Rans and les simulation of a mach 7 axisymmetric flare interaction

Reynolds-averaged Navier-Stokes (RANS) and Hybrid Large-Eddy Simulation / Reynolds-averaged Navier-Stokes (LES/RANS) simulations of a Mach 7.05 flow over an axisymmetric cylinder / flare configuration are reported in this work. A RANS-LES hybridization strategy developed at NCSU is modified to enable wall-resolved LES upstream of the flare apex while shifting to a hybrid closure on the flare surface. RANS predictions using Menter BSL and SST models show significant deviations from experiment, with BSL failing to predict axial separation and SST generally over-predicting the degree of separation. The LES-type methods improve upon these results, predicting the level of upstream influence more correctly for the stronger interactions (30 and 32.5 degree flare angles) while accurately capturing the structure of the flow away from the flare surface for the 20 degree flare angle.

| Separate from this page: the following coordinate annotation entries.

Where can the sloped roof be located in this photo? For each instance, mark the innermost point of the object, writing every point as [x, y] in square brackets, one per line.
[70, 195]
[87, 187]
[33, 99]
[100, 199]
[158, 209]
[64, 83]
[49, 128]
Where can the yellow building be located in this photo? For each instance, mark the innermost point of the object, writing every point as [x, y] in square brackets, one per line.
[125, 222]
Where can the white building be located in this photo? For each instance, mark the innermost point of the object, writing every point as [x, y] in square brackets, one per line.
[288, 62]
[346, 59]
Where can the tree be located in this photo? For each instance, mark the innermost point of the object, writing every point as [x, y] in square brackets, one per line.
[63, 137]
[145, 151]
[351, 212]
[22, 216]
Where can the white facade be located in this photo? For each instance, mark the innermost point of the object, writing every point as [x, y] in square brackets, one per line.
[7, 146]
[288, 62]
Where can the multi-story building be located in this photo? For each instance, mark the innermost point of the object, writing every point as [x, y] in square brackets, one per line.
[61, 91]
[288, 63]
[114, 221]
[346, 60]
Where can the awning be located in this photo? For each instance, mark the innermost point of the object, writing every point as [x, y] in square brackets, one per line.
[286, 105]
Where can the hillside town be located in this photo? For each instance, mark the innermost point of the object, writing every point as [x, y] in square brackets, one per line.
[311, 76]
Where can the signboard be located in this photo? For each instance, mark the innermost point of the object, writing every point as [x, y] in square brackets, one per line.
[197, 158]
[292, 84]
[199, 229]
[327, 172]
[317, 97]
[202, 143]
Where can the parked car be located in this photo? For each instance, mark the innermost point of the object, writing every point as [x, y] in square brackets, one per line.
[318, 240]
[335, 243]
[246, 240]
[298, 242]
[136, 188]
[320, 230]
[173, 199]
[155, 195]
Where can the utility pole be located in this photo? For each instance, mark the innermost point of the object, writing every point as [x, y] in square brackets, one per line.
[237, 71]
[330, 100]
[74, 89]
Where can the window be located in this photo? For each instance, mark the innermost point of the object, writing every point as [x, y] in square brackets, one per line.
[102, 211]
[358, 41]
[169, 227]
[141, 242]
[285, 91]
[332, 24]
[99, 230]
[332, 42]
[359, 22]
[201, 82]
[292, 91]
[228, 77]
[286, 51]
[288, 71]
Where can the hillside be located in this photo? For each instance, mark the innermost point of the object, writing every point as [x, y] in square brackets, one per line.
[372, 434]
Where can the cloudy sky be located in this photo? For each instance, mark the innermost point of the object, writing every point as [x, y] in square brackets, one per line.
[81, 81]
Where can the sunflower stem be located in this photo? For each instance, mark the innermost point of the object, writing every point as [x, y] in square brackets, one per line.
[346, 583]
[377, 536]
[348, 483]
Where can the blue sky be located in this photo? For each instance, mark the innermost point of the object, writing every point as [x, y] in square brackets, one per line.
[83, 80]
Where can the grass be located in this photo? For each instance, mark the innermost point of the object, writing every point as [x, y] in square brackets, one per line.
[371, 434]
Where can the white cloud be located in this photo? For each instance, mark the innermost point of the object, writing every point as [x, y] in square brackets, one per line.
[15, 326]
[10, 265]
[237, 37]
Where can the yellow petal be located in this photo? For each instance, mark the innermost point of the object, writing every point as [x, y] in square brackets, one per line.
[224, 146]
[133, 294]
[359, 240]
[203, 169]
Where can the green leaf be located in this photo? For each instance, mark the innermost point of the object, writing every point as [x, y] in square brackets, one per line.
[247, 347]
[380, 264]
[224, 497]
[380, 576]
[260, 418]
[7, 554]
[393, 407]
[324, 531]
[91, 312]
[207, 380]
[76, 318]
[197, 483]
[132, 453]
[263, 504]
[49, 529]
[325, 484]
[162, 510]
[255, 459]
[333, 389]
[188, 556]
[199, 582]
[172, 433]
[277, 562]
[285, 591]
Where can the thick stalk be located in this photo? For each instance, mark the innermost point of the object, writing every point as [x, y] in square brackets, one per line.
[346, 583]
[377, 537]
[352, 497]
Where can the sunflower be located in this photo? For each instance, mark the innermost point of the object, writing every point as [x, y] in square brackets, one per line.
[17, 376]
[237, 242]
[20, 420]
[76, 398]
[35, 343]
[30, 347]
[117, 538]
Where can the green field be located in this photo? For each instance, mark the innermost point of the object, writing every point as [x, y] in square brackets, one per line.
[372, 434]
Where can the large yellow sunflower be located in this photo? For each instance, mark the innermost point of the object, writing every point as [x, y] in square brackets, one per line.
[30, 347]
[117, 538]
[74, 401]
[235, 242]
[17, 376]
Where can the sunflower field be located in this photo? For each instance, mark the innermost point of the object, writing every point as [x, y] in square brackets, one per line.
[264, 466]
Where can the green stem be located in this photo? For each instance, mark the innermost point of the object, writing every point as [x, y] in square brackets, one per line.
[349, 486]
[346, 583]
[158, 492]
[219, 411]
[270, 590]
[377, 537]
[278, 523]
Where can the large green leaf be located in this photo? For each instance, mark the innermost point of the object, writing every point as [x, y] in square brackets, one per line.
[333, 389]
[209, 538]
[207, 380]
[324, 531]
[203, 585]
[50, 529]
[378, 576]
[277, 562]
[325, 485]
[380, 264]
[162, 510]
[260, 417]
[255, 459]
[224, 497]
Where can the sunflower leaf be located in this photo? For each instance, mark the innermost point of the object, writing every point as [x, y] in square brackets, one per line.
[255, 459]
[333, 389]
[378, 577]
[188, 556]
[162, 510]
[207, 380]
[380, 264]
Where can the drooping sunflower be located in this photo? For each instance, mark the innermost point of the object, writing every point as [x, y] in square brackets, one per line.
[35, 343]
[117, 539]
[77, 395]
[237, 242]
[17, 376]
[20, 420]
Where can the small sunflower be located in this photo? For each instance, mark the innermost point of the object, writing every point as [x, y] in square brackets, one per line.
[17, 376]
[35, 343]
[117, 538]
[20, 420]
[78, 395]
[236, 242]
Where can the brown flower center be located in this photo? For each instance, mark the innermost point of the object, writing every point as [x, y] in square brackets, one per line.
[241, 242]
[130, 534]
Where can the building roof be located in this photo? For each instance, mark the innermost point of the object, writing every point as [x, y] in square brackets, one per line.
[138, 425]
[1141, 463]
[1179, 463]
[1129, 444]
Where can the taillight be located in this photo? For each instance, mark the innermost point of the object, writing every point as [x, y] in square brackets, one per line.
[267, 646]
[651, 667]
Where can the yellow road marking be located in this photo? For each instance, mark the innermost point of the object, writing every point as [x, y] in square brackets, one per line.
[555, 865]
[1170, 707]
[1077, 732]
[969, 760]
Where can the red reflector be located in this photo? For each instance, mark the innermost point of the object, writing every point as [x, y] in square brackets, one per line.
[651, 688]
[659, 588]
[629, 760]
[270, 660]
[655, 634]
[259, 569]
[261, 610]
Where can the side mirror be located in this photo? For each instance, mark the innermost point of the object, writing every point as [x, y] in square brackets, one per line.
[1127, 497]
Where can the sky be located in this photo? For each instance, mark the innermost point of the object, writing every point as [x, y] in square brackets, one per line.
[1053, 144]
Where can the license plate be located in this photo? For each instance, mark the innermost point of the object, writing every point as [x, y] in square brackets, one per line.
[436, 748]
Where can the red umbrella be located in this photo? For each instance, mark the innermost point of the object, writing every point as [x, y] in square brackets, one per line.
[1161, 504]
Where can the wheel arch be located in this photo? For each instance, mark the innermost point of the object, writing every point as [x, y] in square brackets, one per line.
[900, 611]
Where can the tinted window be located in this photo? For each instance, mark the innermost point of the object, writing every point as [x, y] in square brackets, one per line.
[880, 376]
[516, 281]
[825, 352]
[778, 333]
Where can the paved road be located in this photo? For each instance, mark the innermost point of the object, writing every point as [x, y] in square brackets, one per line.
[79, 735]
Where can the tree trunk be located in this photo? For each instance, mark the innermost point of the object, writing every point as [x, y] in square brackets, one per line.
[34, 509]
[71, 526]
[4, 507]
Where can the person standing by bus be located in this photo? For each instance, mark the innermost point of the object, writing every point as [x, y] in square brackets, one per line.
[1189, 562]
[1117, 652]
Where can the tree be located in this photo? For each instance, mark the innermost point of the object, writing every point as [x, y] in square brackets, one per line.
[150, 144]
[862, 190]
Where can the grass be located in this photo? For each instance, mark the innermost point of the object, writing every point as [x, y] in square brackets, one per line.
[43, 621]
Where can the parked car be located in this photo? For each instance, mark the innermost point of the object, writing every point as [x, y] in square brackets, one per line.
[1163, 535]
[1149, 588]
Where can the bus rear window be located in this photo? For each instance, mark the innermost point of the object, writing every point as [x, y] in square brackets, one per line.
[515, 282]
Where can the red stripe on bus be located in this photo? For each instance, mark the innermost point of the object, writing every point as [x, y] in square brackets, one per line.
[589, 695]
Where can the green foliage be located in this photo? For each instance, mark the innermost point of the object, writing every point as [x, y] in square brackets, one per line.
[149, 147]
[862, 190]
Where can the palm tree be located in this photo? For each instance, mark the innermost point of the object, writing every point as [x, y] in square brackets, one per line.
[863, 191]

The LES strategies under-predict measured heat transfer levels on the flare surfaces for all cases, a possible consequence of insufficient mesh resolution. Analysis of the LES results shows that the Boussinesq hypothesis for the Reynolds shear stress and the gradient-diffusion assumption for the turbulent heat flux do not hold very well in the region of strong shock / boundary layer interaction but improve as the boundary layer reaches more of an equilibrium state. Analysis of extracted turbulent momentum and thermal diffusivities reveals that the turbulent Prandtl number is not constant, reaching sub-unity values through much of the shock / boundary layer interaction region. The shear-stress structure factor is also not constant within the interaction region, rising above its equilibrium level near shock waves.